As it comes time to get back into gear for another full-fledged year of school, the movies are one bit of tame entertainment that can break any monotonous routine, except for one fact: they are damn expensive.
I like my movies with a side of cash, but generally all I get is a side of empty wallet and lint-filled pockets.
While this might just reflect my status as a broke college student, I like to firmly believe that it’s really all about the movies being inordinately overpriced.
Sadly, gone are the days of the 25¢ Saturday double feature, way gone I might add. Although, if you adjust that price for inflation, taking 1950 as a base year and using the latest CPI numbers as of July this year, you still only get $2.40. This simply means that people in 1950 were paying what today would amount to $2.40 for their cinema experience.
Obviously, somewhere along the lines something went horribly wrong in the movie industry because we are all getting the business end of the stick.
Granted, there are different expenses involved in the movie industry these days—such as copyright fees, franchise fees, higher real estate costs, utilities maintenance, payroll, and marketing—but I refuse to believe those costs justify movie ticket prices.
Going out to the movies today can be quite expensive with prices varying depending on where you decide to go and whether it’s RealD 3D, XD, DP, IMAX, or whatever other money-stealing mechanism theatre executives come up with.
If you want to do it big and go to an IMAX showing you can pay as much as $18.50 per ticket. If you want to see a movie in XD (Extreme Digital Experience) it may cost $14.25 or if you’re lucky they will have a student price and it’s only $12.50.
In downtown Hayward the general ticket price is $10.50 or $8.50 for students. While comparatively that price isn’t too bad, it is still at least $6.00 more than what equivalent prices were in the 1950s.
Even worse, once you’ve gone through that door of no return and paid for your ticket, the prices inside theatres are ridiculous. Concession stands consistently overcharge for their goods and $14.00 will only get you a medium popcorn, medium soda, and medium candy.

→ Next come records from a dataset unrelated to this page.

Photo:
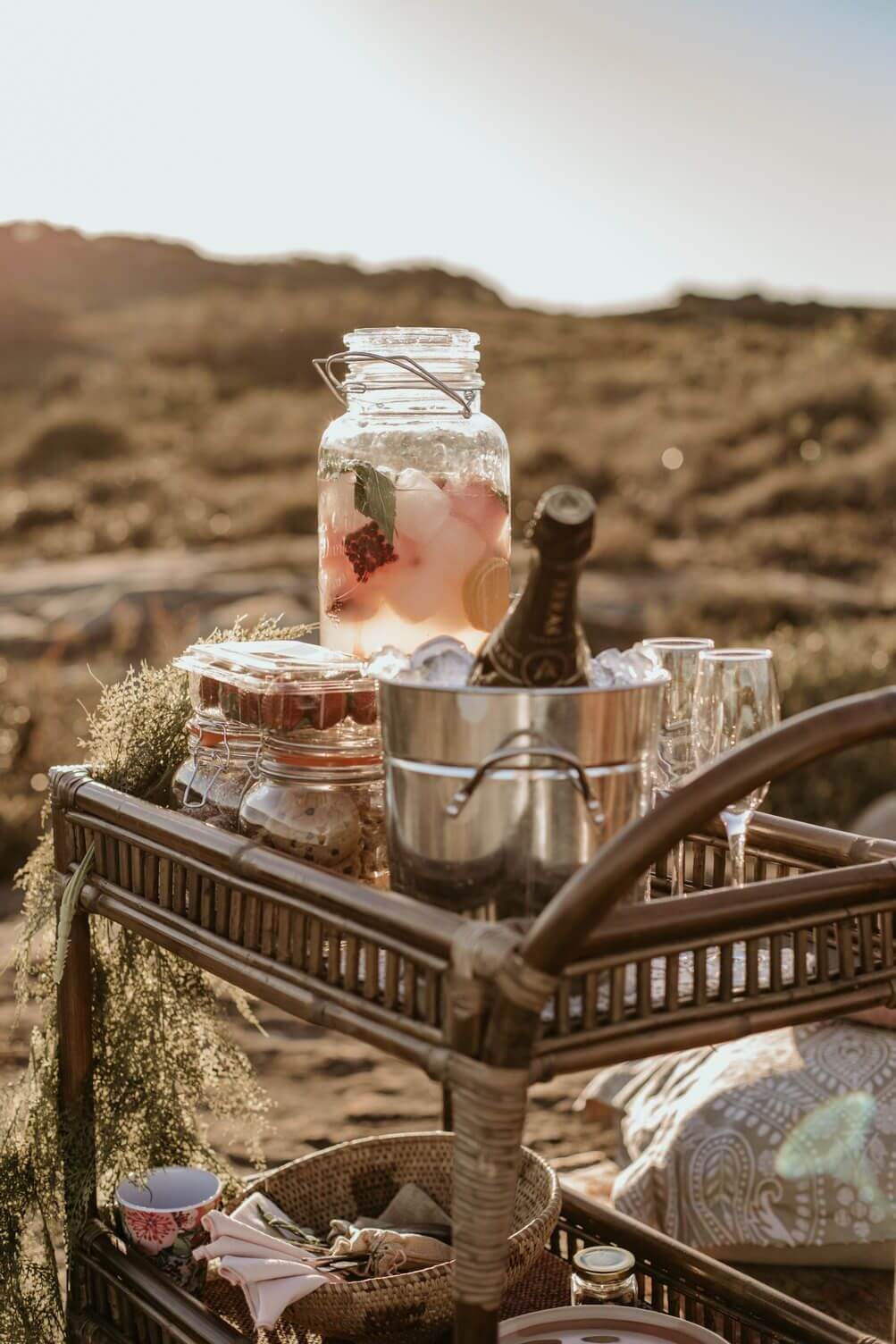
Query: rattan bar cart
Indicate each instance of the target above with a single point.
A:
(487, 1008)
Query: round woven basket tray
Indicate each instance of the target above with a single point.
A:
(359, 1179)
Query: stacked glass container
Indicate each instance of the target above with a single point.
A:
(289, 733)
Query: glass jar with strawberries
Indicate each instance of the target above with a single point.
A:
(414, 495)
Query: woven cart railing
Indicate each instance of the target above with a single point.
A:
(485, 1008)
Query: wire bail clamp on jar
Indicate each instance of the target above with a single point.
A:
(410, 365)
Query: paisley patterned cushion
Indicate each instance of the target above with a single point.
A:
(778, 1141)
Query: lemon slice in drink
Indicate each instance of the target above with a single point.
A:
(487, 593)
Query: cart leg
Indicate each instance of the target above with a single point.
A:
(490, 1111)
(74, 1008)
(75, 1096)
(448, 1109)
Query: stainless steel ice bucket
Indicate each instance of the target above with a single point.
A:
(498, 796)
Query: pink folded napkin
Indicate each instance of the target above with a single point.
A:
(272, 1272)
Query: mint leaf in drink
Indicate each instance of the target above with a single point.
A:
(375, 498)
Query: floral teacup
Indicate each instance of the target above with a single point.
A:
(162, 1218)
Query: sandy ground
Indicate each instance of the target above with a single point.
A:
(327, 1088)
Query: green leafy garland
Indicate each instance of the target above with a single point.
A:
(163, 1055)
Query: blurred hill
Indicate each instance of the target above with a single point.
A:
(160, 418)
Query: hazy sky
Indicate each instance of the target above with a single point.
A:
(578, 152)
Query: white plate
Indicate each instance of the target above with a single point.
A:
(603, 1325)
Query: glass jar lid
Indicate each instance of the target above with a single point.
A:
(282, 687)
(603, 1264)
(261, 664)
(343, 760)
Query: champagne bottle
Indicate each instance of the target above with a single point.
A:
(540, 640)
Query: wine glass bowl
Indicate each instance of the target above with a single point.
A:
(676, 752)
(735, 698)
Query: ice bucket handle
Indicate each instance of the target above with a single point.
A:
(512, 747)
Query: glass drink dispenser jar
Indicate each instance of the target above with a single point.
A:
(413, 495)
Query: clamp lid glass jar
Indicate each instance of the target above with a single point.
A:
(605, 1274)
(414, 495)
(322, 807)
(221, 765)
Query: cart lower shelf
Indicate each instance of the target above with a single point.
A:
(124, 1300)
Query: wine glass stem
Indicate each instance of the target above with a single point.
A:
(679, 869)
(736, 827)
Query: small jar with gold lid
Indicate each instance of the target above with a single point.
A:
(603, 1274)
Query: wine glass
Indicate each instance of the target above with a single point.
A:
(736, 696)
(676, 750)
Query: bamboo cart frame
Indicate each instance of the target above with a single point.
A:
(487, 1008)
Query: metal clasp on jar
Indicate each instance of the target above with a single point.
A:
(410, 365)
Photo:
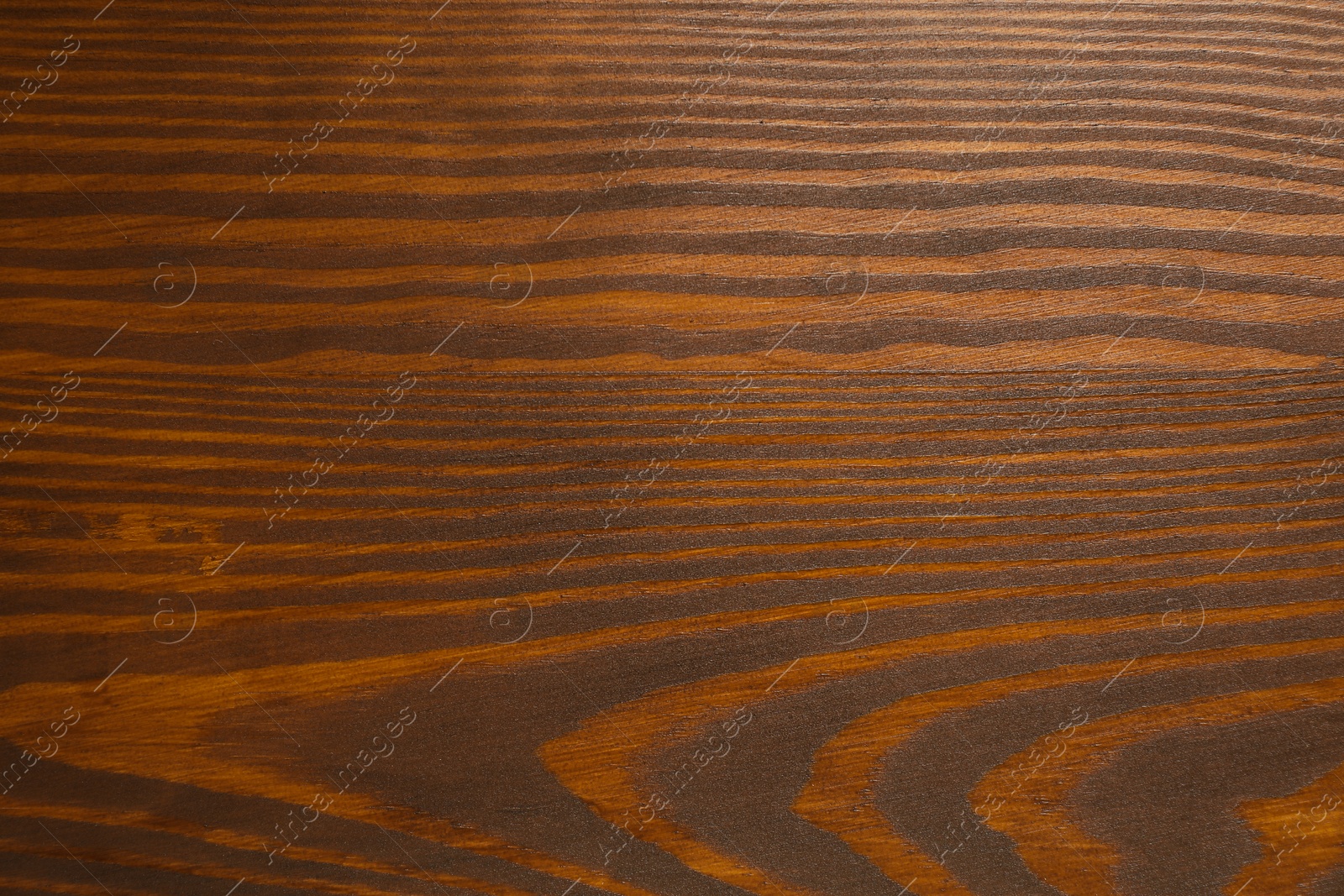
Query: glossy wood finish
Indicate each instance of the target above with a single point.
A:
(678, 448)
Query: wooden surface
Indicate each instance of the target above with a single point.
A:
(682, 448)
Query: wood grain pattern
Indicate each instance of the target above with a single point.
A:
(672, 448)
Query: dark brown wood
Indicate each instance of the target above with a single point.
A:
(680, 448)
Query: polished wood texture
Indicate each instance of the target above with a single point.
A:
(672, 448)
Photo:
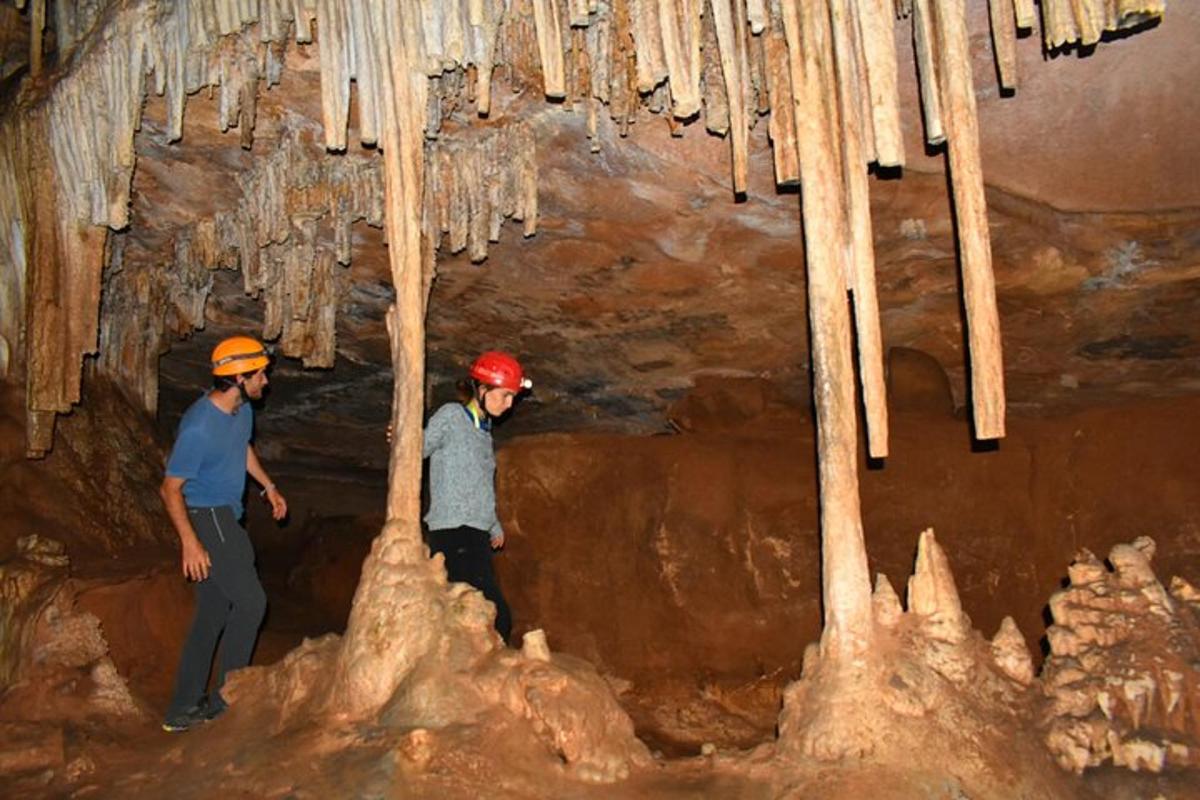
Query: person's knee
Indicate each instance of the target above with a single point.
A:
(251, 605)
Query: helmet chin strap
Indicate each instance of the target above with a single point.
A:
(481, 400)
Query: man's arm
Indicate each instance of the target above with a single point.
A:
(279, 505)
(196, 558)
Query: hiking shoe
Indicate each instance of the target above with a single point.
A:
(185, 720)
(211, 707)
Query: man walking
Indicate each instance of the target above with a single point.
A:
(203, 491)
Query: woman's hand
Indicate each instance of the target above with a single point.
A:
(279, 505)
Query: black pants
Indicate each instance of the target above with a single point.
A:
(229, 600)
(468, 554)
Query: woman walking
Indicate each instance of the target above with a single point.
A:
(463, 525)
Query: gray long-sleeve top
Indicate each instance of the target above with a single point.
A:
(462, 473)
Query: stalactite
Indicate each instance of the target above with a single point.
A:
(550, 47)
(880, 53)
(845, 578)
(927, 71)
(731, 32)
(647, 34)
(957, 92)
(679, 24)
(1025, 13)
(1003, 37)
(713, 86)
(781, 126)
(480, 179)
(851, 88)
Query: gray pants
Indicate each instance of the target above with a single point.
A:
(231, 600)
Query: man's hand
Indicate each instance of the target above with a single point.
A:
(279, 505)
(196, 560)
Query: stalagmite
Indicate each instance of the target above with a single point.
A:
(1121, 672)
(879, 48)
(1003, 40)
(971, 217)
(550, 47)
(845, 579)
(885, 602)
(1012, 654)
(850, 89)
(933, 594)
(923, 43)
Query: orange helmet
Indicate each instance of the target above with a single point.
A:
(238, 355)
(499, 370)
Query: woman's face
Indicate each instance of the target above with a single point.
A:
(498, 401)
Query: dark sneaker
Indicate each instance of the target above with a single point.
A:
(211, 707)
(185, 721)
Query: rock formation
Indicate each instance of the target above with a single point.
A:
(1122, 673)
(419, 654)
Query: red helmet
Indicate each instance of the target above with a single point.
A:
(499, 370)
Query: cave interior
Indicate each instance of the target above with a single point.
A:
(861, 453)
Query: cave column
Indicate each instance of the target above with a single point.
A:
(383, 636)
(846, 591)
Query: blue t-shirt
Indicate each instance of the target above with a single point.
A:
(210, 455)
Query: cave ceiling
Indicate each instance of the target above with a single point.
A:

Now imagine it’s date night and you have to pay for two tickets plus concession stand goods; that can ring you up anywhere between $30-$50 easily or, in other terms, approximately five hours working at California’s minimum wage of $8.00.
There is a slew of cheaper options such as theatres that show older movies or ones that show independent films, but no one really likes to see movies late and sometimes “Dr. Strangelove or: How I Learned to Stop Worrying and Love the Bomb” just won’t take the place of a real good Hollywood crapfest.
So, what can we do?
Well, we could all just stop going to the movies and force the industry to reexamine their priorities, potentially causing the industry to lose revenue and subsequently lower ticket prices to attract customers.
However, that one will never happen and it’s not like I want to promote an activity that might negatively affect California’s economy, even if the savings people generate in lower ticket prices could be used to boost other economic activities.
Just keeping this between us, I have heard of people sneaking their own candy, sodas, and snacks into movie theatres. Not like that is something I would ever do. Just saying people have done it before and it saves them money. Most theatres don’t check peoples’ bags anyways.
So, with the dog days of summer officially over and real life coming back to haunt us, you can always find a way to mildly entertain yourself on the cheap at the movies. How you do it is up to you.